Have the crew sign it. It may add resale value


----------



## Konfyouzd (Dec 12, 2011)

ZEBOV said:


> Good thing no one was hurt. And the fact that no one was hurt makes this pretty cool. If the Mythbusters fired a cannonball at my house, I would be honored. Who else could honestly say "The Mythbusters shot a cannonball through my house!"


 
I would only say this bc they'd undoubtedly pay for the damages.


----------



## CapinCripes (Dec 12, 2011)

i need to watch this episode


----------



## leandroab (Dec 13, 2011)

Dude.. I never thought this would happen. They're pretty anal with security. For a good reason.


----------



## Edika (Dec 13, 2011)

From what they said in the report they will not air the episode. I would be very curious what they made that fired a canon ball almost 3300 ft :O


----------



## Michael T (Dec 13, 2011)

Wow


----------



## GazPots (Dec 13, 2011)

So it flew over a hill and rampaged through a house and then out the other side where it buried itself in a car?

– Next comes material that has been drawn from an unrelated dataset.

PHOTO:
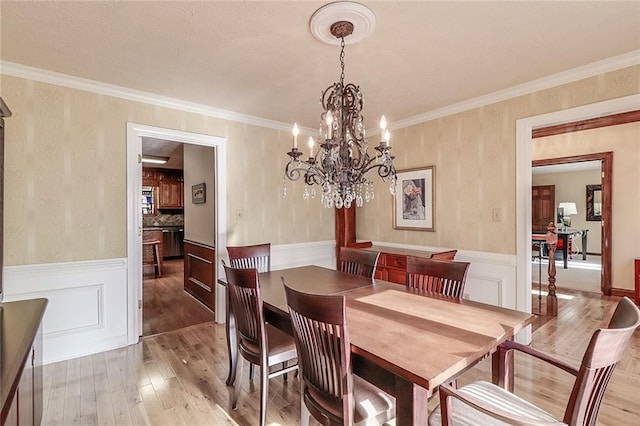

That's more scary than epic. No injuries though


----------



## Treeunit212 (Dec 13, 2011)

If I was that homeowner...


----------



## Stealthdjentstic (Dec 13, 2011)

WTF that's awesome.


----------



## Watty (Dec 14, 2011)

That's pretty cool, though I'm glad no one was hurt; I'd imagine the show might be cancelled in the event that actually did injure someone.

On a side note....I've ALWAYS wanted to have their jobs!


----------



## Blind Theory (Dec 14, 2011)

I saw a news report on this. Apparently they must have misjudged the power of the cannonball's projection. They set up a brick wall that was 7 layers deep and they were on a shooting range. I read that they will pay for the damages and any cost towards hotels and things like that. I'd say it was just a 100% accident and a one in a million thing since they test small scale first and should have known what kind of backstop to use. Either way, if no one got hurt and I didn't have to pay for it, I would invite them to shoot a cannonball through my house


----------



## Grand Moff Tim (Dec 14, 2011)

If that happened to my house, they wouldn't have to give me a penny...


...just a night alone with Kari Byron and carte blanche to do whatever I wanted with her.

All would be forgiven.


----------



## signalgrey (Dec 14, 2011)

DP


----------



## AK DRAGON (Dec 14, 2011)

Perfect candidate for testing the exploding bra theory

snopes.com: Exploding Brassiere


----------



## Spinedriver (Jan 14, 2012)

I'm pretty sure they already did that one. The myth was if pirates on a ship ran out of cannonballs, what else could they use. They shot chains, cutlery and I can't remember what else. But it's like what they said in the video, they've used the range over 100 times with no incident and are paying for any/all expenses, so I don't see why they shouldn't be able to carry on without any fuss.


----------



## leftyguitarjoe (Jan 14, 2012)

Grand Moff Tim said:


> If that happened to my house, they wouldn't have to give me a penny...
> 
> 
> ...just a night alone with Kari Byron and carte blanche to do whatever I wanted with her.
> ...



Oh god yes


----------